This is the second post in a three-part series about privately financed highways. Part one introduced the Indiana Toll Road privatization as an example of shoddily structured infrastructure deals. Part three looks at how faulty traffic projections lead bad projects to get built, and how the public ends up paying for those mistakes.
Macquarie Group, the gigantic Australian financial services firm with some $400 billion in assets under management, has made a lot of money in the infrastructure privatization game.
The publicly traded company owns the Brussels Airport, the Dulles Greenway, telecommunications towers in Mexico, a wind farm in Kenya, and much more. One of those assets was the Indiana Toll Road, which Macquarie purchased in 2006 with Spanish firm Ferrovial — whose most profitable assets include Heathrow Airport and the 407 toll road ringing Toronto. The Indiana Toll Road was housed in a spinoff company called ITR Concession Co. LLC., which filed for chapter 11 bankruptcy in September after a disastrous eight-year run.
Macquarie and Ferrovial paid the state of Indiana $3.8 billion for the Indiana Toll Road. At the time, it was the largest infrastructure privatization deal in U.S. history. Eight years later, the road was saddled with an astounding $5.8 billion in debt, far beyond the original, unexpectedly-high purchase price.
Traffic fell well short of the projections offered by the engineering firm Wilbur Smith (now CDM Smith), and the company blamed the bankruptcy on the fallout from the recession.
But some observers also pointed to the risky financing underlying the deal. Macquarie and Ferrovial each chipped in just $374 million of their own money to finance the deal. The other $3 billion was borrowed from seven European banks, six of which have since been bailed out by their respective governments.
Granted, the deal happened in 2006, when debt was flowing freely.
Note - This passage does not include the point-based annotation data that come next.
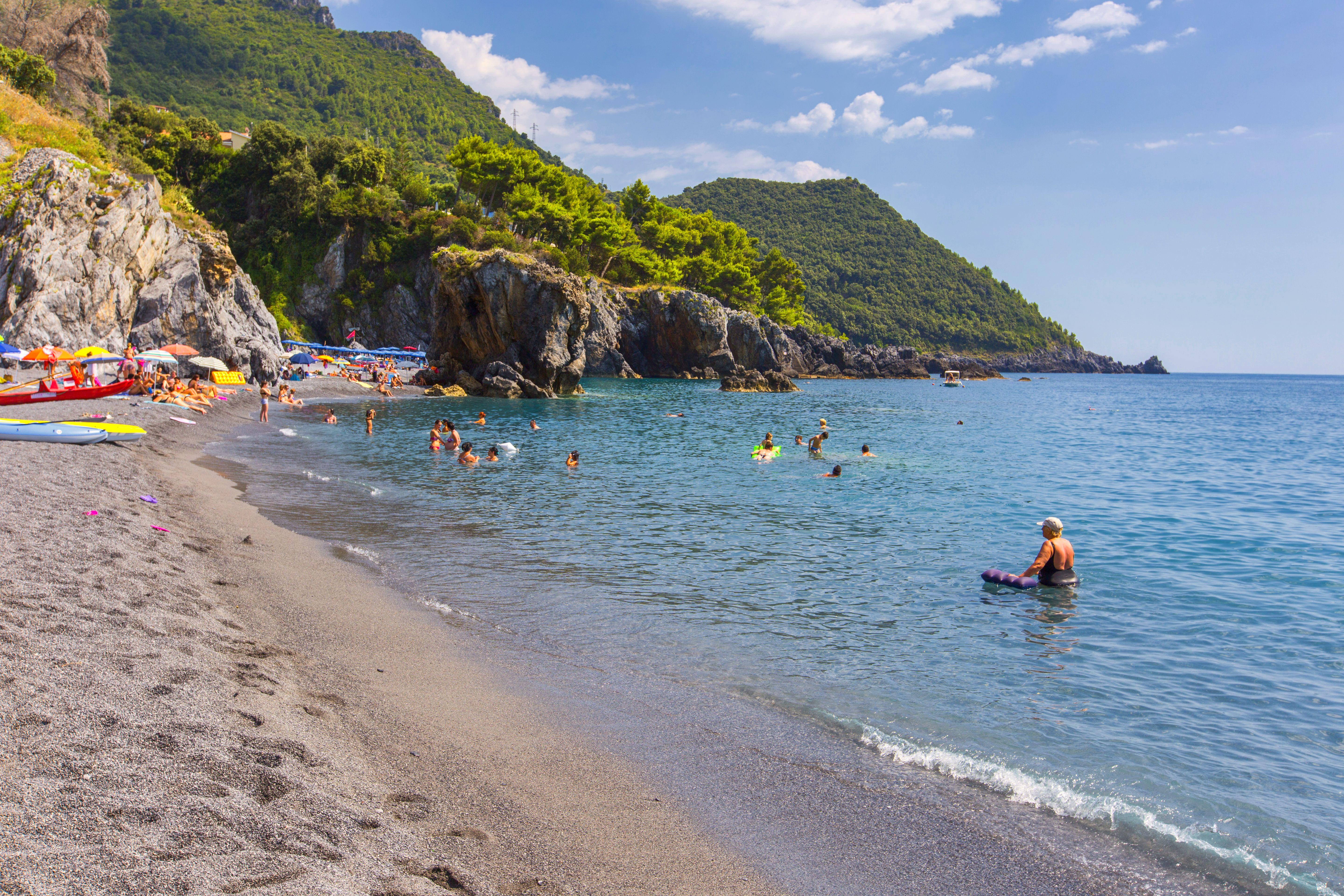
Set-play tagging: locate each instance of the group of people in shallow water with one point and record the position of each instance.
(768, 451)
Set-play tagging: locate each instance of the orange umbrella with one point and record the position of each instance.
(49, 354)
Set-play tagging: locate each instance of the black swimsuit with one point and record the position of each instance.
(1050, 575)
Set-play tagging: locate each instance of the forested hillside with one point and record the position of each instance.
(241, 62)
(873, 275)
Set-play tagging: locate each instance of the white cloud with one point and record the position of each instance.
(662, 172)
(865, 116)
(1056, 45)
(959, 76)
(840, 30)
(749, 163)
(494, 76)
(808, 123)
(918, 127)
(1109, 17)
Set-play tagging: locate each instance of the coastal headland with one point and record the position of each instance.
(224, 706)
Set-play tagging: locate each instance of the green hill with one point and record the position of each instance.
(873, 275)
(241, 62)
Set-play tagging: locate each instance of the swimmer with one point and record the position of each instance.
(1056, 562)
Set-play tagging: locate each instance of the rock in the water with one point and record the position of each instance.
(85, 265)
(470, 383)
(759, 382)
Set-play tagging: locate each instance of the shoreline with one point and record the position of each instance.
(600, 808)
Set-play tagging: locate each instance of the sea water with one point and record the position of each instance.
(1187, 696)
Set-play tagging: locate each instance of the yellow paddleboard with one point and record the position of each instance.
(116, 432)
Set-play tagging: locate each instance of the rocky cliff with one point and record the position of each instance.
(89, 259)
(509, 326)
(1072, 360)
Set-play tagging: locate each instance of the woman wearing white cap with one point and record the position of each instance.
(1056, 562)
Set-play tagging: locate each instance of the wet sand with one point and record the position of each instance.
(229, 707)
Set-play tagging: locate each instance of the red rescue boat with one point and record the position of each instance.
(45, 393)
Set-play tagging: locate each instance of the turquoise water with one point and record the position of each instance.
(1189, 695)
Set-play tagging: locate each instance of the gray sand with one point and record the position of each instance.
(229, 707)
(187, 713)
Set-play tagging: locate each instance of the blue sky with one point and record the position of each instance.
(1162, 178)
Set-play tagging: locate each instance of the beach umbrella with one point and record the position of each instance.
(157, 355)
(49, 354)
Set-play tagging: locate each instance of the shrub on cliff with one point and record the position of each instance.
(635, 241)
(26, 73)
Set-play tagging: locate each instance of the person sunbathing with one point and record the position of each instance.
(170, 398)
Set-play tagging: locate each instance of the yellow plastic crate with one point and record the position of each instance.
(228, 378)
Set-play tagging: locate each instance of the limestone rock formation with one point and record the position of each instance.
(1072, 360)
(91, 265)
(759, 382)
(397, 318)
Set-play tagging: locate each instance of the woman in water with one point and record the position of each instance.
(1056, 562)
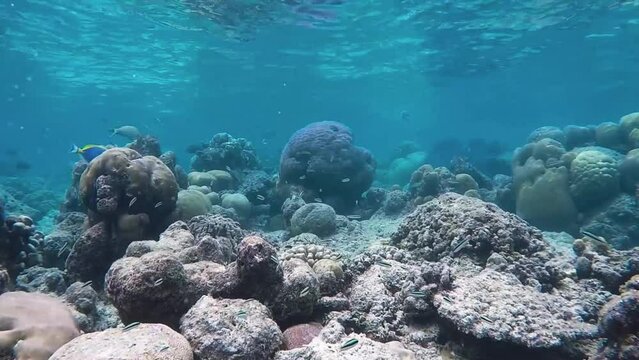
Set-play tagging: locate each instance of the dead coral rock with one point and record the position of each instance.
(92, 254)
(497, 306)
(230, 329)
(145, 341)
(34, 325)
(433, 230)
(329, 345)
(297, 336)
(455, 225)
(150, 288)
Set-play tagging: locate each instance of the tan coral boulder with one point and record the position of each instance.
(34, 325)
(143, 342)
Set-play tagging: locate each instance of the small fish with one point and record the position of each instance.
(130, 326)
(417, 294)
(127, 131)
(241, 314)
(460, 246)
(64, 247)
(349, 344)
(593, 237)
(486, 319)
(88, 152)
(23, 165)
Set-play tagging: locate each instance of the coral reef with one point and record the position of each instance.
(315, 218)
(496, 306)
(34, 325)
(454, 225)
(144, 341)
(20, 244)
(130, 198)
(230, 329)
(225, 152)
(322, 158)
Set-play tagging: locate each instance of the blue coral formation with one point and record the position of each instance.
(322, 158)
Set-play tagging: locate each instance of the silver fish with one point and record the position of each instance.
(459, 247)
(593, 237)
(131, 326)
(64, 247)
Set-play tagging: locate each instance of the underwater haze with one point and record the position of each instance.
(261, 69)
(319, 179)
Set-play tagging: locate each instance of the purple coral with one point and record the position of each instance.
(321, 157)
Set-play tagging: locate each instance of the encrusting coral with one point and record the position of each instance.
(129, 197)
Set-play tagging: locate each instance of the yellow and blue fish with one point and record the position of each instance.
(88, 152)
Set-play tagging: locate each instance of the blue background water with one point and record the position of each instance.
(497, 70)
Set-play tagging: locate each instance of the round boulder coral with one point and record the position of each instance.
(191, 203)
(230, 329)
(594, 178)
(322, 158)
(315, 218)
(149, 288)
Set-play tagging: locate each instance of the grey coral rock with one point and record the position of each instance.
(315, 218)
(454, 225)
(220, 329)
(149, 288)
(497, 306)
(328, 344)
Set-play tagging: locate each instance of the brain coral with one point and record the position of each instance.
(594, 177)
(321, 157)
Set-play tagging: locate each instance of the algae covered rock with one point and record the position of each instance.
(315, 218)
(594, 178)
(34, 325)
(220, 329)
(496, 306)
(144, 341)
(191, 203)
(149, 288)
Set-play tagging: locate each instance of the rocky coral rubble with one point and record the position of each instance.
(496, 306)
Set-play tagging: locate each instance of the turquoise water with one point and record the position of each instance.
(391, 70)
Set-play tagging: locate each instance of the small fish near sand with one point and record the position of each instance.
(127, 131)
(595, 238)
(88, 152)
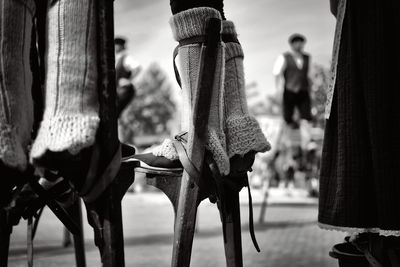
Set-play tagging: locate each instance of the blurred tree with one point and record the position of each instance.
(150, 112)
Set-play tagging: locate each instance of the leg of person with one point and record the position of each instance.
(70, 119)
(288, 105)
(243, 133)
(16, 105)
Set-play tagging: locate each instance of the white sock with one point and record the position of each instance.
(243, 132)
(71, 111)
(16, 106)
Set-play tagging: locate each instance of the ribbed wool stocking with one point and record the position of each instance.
(243, 133)
(187, 24)
(71, 111)
(16, 107)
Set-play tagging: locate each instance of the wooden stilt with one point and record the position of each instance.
(233, 238)
(5, 232)
(79, 241)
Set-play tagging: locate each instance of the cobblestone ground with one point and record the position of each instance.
(289, 237)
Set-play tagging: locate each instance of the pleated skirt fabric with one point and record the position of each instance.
(360, 169)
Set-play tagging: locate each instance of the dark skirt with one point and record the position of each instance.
(360, 170)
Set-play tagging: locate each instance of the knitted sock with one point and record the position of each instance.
(16, 107)
(71, 117)
(178, 6)
(243, 133)
(184, 25)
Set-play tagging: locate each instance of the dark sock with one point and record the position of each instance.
(182, 5)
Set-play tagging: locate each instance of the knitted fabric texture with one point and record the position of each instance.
(70, 118)
(16, 106)
(184, 25)
(11, 152)
(243, 133)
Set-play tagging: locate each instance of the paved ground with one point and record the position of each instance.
(289, 236)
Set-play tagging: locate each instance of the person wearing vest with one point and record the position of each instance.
(291, 76)
(126, 68)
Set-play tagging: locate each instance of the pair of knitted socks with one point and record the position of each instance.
(70, 119)
(231, 130)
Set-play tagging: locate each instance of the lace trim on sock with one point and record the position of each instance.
(244, 135)
(355, 231)
(65, 133)
(11, 152)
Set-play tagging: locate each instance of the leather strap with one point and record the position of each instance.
(251, 217)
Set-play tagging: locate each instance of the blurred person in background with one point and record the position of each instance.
(126, 69)
(292, 81)
(359, 179)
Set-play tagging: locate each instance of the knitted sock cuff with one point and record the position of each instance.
(244, 135)
(192, 22)
(232, 49)
(167, 150)
(11, 152)
(70, 133)
(228, 28)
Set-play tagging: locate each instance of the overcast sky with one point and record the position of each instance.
(263, 27)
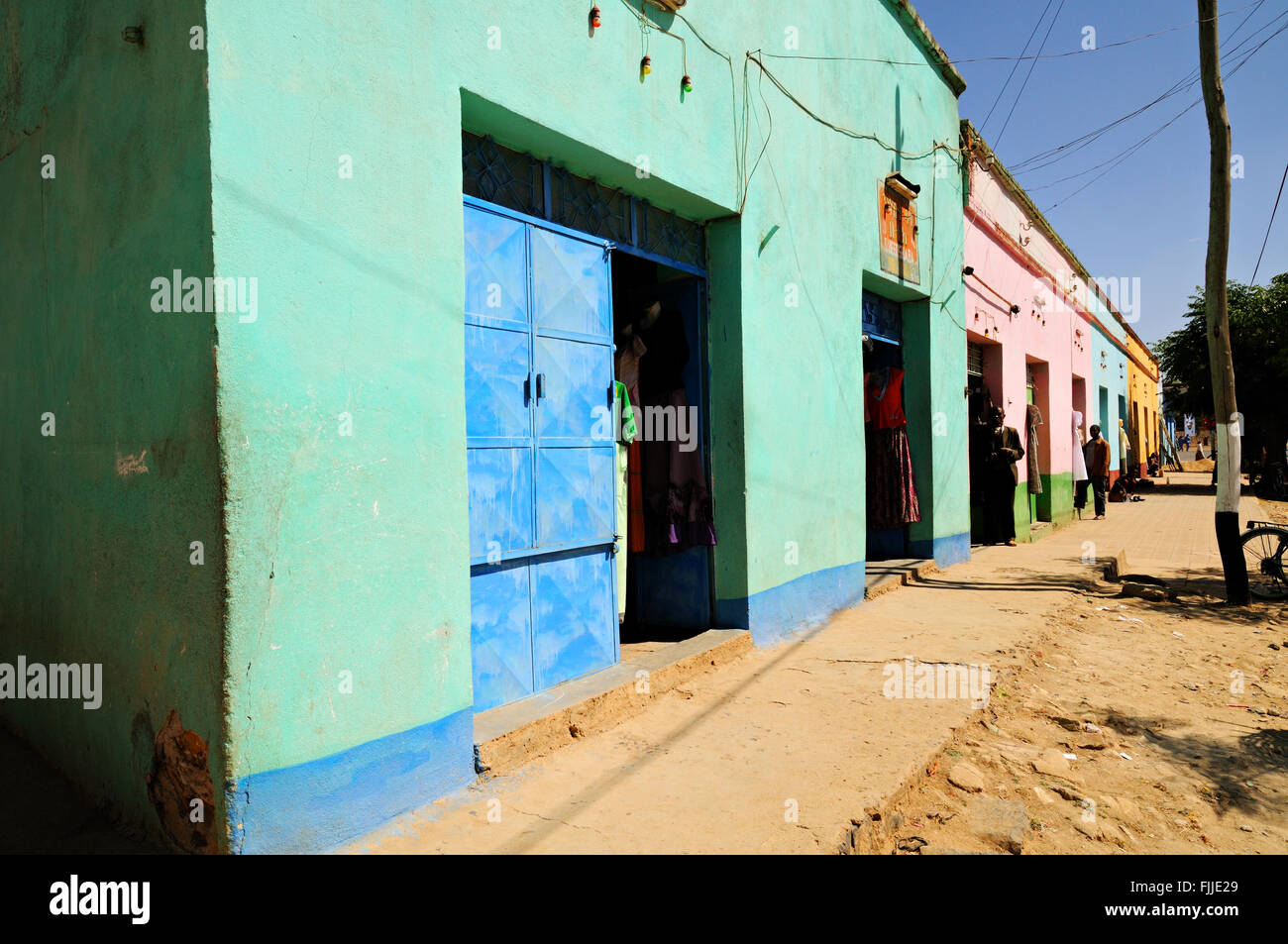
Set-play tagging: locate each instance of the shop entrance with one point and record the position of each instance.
(892, 489)
(666, 520)
(1037, 441)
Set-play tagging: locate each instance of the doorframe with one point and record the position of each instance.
(704, 369)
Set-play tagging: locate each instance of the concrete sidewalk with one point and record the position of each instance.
(781, 750)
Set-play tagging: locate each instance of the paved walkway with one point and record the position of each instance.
(778, 751)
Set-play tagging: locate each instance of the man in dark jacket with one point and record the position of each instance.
(1001, 478)
(1096, 454)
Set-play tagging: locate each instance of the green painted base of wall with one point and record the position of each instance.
(1055, 504)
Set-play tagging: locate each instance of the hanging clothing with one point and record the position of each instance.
(627, 367)
(635, 539)
(1034, 420)
(677, 500)
(1080, 462)
(883, 398)
(892, 484)
(625, 437)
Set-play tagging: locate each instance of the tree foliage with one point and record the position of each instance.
(1258, 340)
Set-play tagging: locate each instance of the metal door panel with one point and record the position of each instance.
(501, 635)
(500, 488)
(496, 266)
(575, 617)
(578, 496)
(496, 378)
(578, 380)
(570, 284)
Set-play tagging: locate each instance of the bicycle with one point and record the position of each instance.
(1270, 481)
(1263, 548)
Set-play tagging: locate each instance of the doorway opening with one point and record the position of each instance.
(892, 479)
(1037, 442)
(666, 522)
(983, 376)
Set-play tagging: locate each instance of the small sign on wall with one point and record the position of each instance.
(897, 200)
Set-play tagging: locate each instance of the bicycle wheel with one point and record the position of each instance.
(1263, 552)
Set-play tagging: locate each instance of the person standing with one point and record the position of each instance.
(1001, 478)
(1098, 468)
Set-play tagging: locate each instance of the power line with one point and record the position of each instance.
(1061, 151)
(1269, 224)
(1140, 143)
(1012, 73)
(1031, 65)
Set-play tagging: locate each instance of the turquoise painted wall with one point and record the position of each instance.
(1108, 369)
(348, 553)
(97, 520)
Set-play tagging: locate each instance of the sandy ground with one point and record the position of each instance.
(1124, 725)
(800, 750)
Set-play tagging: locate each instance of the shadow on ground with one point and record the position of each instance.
(42, 813)
(1229, 769)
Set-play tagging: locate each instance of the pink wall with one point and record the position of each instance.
(1020, 264)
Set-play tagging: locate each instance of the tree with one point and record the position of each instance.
(1229, 432)
(1258, 344)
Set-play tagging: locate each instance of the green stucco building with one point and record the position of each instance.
(257, 505)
According to a 2007 profile by Fortune’s Bethany McLean, Macquarie borrowed its billions using loans resembling a balloon mortgage. It would purchase a type of derivative, called an “accreting swap,” to get a low teaser interest rate, all the while assuming that a refinance was just around the corner. But when credit markets froze entirely, Macquarie couldn’t extricate itself from punishing interest payments.
McLean cited the example of the Macquarie-owned Chicago Skyway: “In 2007 the Skyway will pay interest of just $129,000 on $961 million of debt. But the interest payment for 2018 is to be $480 million — that’s not a typo.”
That helps explain how Macquarie and Ferrovial ended up owing almost twice as much as they paid for the Indiana Toll Road, after collecting tolls for eight years.
Randy Salzman, associate editor of Thinking Highways North America, has reported extensively about similar tollway deals and their aftermath, saying it’s common for privately financed roads to go bankrupt. He says that firms acquiring infrastructure typically provide very little of their own cash, and because of a complicated mix of fees and tax breaks, they may benefit financially even when the deals go sour.
“You’d think that they wouldn’t be investing in these things because so many of them go bankrupt,” he said. “You’d think that the money would be running away.”